Why You Should Eat More Green Food
In honor of St. Patrick’s Day, I’d like to encourage you to eat green. No, I’m not talking about green beer and Jell-O, but rather those beautiful naturally green vegetables and fruit that have unique health benefits. Let’s look at the main health benefits of green foods and a few of my favorite ways to eat them.

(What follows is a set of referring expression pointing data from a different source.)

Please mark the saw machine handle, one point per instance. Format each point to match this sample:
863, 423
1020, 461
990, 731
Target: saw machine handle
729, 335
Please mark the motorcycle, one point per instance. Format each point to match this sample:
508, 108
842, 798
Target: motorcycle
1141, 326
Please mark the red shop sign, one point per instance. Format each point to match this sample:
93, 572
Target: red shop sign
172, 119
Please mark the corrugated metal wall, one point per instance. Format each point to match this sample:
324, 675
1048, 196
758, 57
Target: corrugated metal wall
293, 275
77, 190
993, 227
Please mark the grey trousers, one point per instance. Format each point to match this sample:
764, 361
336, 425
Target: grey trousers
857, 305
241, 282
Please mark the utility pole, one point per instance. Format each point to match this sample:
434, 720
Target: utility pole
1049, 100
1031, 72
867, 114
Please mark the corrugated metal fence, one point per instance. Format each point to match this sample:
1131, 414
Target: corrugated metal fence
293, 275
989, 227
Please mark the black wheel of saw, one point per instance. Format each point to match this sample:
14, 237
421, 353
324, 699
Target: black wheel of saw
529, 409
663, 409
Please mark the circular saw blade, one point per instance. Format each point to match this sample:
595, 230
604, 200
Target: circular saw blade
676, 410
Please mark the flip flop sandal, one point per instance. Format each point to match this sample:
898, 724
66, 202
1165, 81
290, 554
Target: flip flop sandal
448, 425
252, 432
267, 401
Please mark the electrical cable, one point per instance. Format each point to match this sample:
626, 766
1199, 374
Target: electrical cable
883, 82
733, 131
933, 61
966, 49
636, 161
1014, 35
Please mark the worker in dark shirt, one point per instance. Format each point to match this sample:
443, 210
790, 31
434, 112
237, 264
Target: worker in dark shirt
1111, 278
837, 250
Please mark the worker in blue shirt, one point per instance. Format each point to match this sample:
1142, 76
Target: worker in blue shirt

Dark-green vegetables: This category (which includes broccoli and “dark leafy greens,” such as kale, bok choy and spinach) is so important that there’s actually a separate recommendation for dark-green vegetables in the U.S. dietary guidelines. For most adults, that number is 1 1/2 to 2 cups per week (keeping in mind that for leafy greens, 2 cups raw cooks down to a 1-cup serving). Why are they so good for you? They’re a bang-up source of carotenoids, iron and calcium, plus vitamins C and K. One of the many benefits of carotenoids and vitamin C is that they’re important for the texture and health of your skin. Dark-green vegetables are also typically high in folate — a vitamin that helps cells form (which is why it’s particularly important for women in early pregnancy). Some of these nutrients are fat-soluble, meaning you absorb them best if you eat them with a bit of fat.
A lot of these foods are also cruciferous vegetables (think kale, bok choy, broccoli and Brussels sprouts), which are rich in isothiocyanates — compounds that can help flush cancer-causing agents from your body, lowering your risk of certain cancers.
But don’t ignore the lighter-green and yellow foods, like avocados, kiwis, green peppers, green beans, asparagus, zucchini and lettuce. These foods are high in lutein and zeanthanin, two nutrients that help keep your eyes healthy. Many of these foods are also high in fiber and low in calories, which makes them ideal additions to meals; they add bulk, which fills you up, and color, without adding lots of extra calories.